The Enquiry Commission’s Report on the 1866 Famine

In December 1866, on the order of the Secretary of State for India, an enquiry commission was established to ascertain the causes, circumstances, and scope of the famine. It was comprised of three members: President George Campbell, W.E. Morton, and H.L. Dampier. The Odisha Famine Commission submitted its report on 6 April 1867. According to the members of this commission, in addition to unavoidable circumstances, such a catastrophe was caused by administrative authorities’ negligence and errors by certain individual officers.

The Famine’s Consequences

The Na-Anka famine had far-reaching consequences, as follows:

  • It exposed Odisha’s administrative machinery’s failure to protect the people.
  • According to government estimates, the mortality rate was around 1,000,000, or nearly one-third of the province’s population.
  • Chaos and confusion reigned throughout Odisha, and epidemics compounded the misery of the people.
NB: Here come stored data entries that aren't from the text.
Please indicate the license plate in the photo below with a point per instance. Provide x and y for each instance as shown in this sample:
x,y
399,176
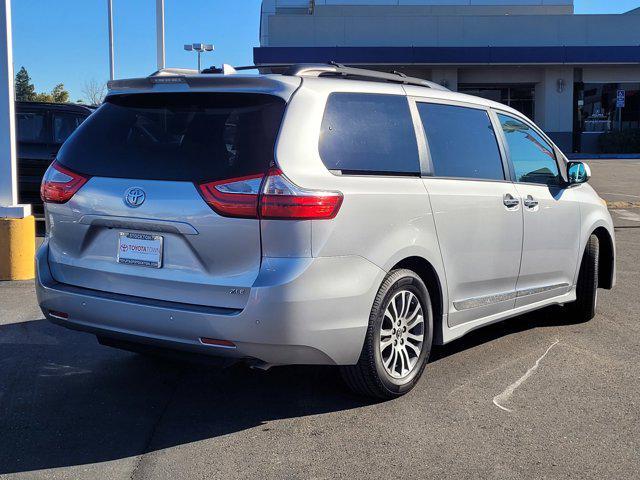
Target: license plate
x,y
140,249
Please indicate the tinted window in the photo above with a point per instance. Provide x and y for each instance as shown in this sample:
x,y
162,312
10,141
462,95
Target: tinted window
x,y
533,158
177,136
462,142
31,127
369,133
64,124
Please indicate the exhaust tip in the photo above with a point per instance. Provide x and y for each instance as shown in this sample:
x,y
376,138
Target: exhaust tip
x,y
59,315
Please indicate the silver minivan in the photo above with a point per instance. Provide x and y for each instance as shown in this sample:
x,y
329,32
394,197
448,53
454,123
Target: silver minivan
x,y
324,215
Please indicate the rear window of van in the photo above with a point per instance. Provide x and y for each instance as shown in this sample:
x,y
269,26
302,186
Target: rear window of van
x,y
177,136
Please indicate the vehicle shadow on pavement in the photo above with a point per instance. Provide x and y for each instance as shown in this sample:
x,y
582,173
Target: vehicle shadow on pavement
x,y
65,400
1866 Famine: A blessing in disguise

The 1866 famine was a blessing in disguise, as it ushered in a new era in Odisha’s administration. The government’s authoritative attitude and carelessness were relegated to the distant past. On the other hand, the government adopted a benevolent attitude and policies toward the Odisha people. The Government of India formulated famine relief policies for the entire country on the recommendation of the Odisha Famine Commission.

T. E. Ravenshaw’s benevolent measures following the Famine

T. E. Ravenshaw stimulated the government machinery for the promotion of education in Odisha following the famine. He established a number of vernacular schools in rural areas with an emphasis on the Odia language, converted the Cuttack Zilla School into Ravenshaw College, was instrumental in the establishment of a medical school and a training school in Cuttack in 1866 and 1869, respectively, as well as the construction and improvement of the embankment in Banki and Aul. However, the famine of 1866 proved to be a watershed moment in modern Odisha’s history.

The Final Line to Say

The 1866 famine was a watershed moment in modern Odisha’s history. The people of Odisha had suffered greatly during this famine. It had wiped out a third of the population. However, the famine’s aftermath was beneficial to the state. The British government provided numerous administrative and other facilities for the people’s benefit. The 1866 Famine compelled them to adopt benevolent and sympathetic policies toward the Odisha people.